How and why grave monuments become illegible

The gravestone photographic resource project is an attempt to provide a record of grave monuments for future generations. This is important because over time many monuments deteriorate and become unreadable.

There are many reasons for this deterioration including:

early photo of grave at Hove, Sussex (20)

A good example of how grave monuments gradually become less readable over time are these two photos of the same monument but taken years apart:

Notice in particular how water/frost damage has lifted off part of the bottom right of the monument. Once this type of damage starts it usually progresses quite quickly until none of the original surface is left and the monument is completely unreadable.

This is a major reason why the Gravestone Photographs Resource is so important and why it needs more volunteers!

later (2006) photo of grave at Hove, Sussex (20)

Wind erosion

Wind erosion of gravestone monuments is often a very gradual process and is greatly influenced by the type of stone and its position relative to the prevailing wind.

The most likely types of stone to suffer wind erosion are those made from sandstone. Other much harder stones such as granite and slate are the least effected by wind erosion.

wind erosion at Little Common, Sussex (1101)
Example of wind erosion

wind erosion at Little Common, Sussex (1095)
Example of wind erosion

Water erosion

water erosion at Castleton, Derbyshire (6841)
Example of water erosion

Like wind erosion, water erosion of gravestone monuments is often a very gradual process and is often greatly influenced by the type of stone and its position relative to the prevailing wind.

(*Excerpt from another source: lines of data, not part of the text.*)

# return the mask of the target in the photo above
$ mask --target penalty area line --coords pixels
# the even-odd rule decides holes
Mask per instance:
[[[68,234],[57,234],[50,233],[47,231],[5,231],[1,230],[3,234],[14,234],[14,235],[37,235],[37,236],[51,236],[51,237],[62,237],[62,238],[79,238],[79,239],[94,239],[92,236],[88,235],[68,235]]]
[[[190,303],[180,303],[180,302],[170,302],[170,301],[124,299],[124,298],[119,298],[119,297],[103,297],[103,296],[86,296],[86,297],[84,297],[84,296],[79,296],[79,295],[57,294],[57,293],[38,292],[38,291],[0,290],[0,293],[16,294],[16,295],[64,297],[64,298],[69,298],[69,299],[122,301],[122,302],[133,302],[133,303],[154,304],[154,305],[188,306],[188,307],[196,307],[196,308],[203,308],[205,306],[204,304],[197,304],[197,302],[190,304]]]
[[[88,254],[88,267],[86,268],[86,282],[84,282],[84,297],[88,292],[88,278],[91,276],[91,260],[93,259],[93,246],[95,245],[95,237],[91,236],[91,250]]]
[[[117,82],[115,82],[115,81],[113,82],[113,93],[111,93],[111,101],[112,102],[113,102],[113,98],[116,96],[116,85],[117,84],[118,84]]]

The most likely type of stone to suffer water erosion are those made from sandstone. Other much harder stones such as granite and slate are the least effected by water erosion.

Frost damage

Like wind and water erosion, frost damage to gravestone monuments is greatly influenced by the type of stone. Unlike wind and water erosion, once it starts it can very quickly make a monument completely illegible.

The most likely type of stone to suffer frost damage are those made from soft layered stone such as sandstone. Other much harder stones such as granite are the least effected by frost damage. However occasionally slate which is a very hard but layered stone can be damaged by frost.

Besides actually damaging the stone itself, frost can also cause damage to those stones which have inlayed lettering. When water gets behind inlayed lettering and freezes it can then cause the lettering to drop out of place.

frost damage at Campsea Ashe, Suffolk (1742)
Example of frost damage

frost damage at Castleton, Derbyshire (6713)
Example of frost damage

frost damage at Campsea Ashe, Suffolk (1736)
Example of frost damage that has caused lettering to fall out.

frost damage at Castleton, Derbyshire (6827)
Example of frost damage

Lichen and moss damage

lichen damage at Barrowby, Lincolnshire (5908)
Example of lichen damage at Barrowby, Lincolnshire

Unlike wind, water and frost damage to gravestone monuments, it is not so greatly influenced by the type of stone. It is however related to the location and direction the monument is facing as well as the amount of pollution in the air.

Moss is most likely to be a problem in the more shaded parts of a cemetery especially where the monument is facing north. It is more common in rural cemeteries where there is little pollution.

Lichen damage is much more likely on older stones as it is much slower growing than moss. It is also more likely in rural churchyards where there is little pollution. In town cemeteries where there will be more pollution, lichen is not such a problem as the pollution kills it off before it can do any real damage.

Removal of lichen can actually result in more damage to the monument. This is because small holes will be left into which water will penetrate and in cold weather produce frost damage.

Ivy damage

Ivy can very quickly make a grave monument completely illegible by smothering it with growth. Often this growth can be removed without damage to the underlying stone. However if the monument is made of a soft stone then the roots of the ivy may penetrate it and then eventually remove the top legible layer.

Ivy damage is most often a problem in neglected rural churchyards.

ivy damage at Castleton, Derbyshire (6818)
Example of ivy damage. In this example much of the ivy has been removed from the main part of the monument. Although the damage to this monument is not great it clearly shows how the roots do begin to penetrate the soft stone. These small holes then make the danger of frost damage more likely.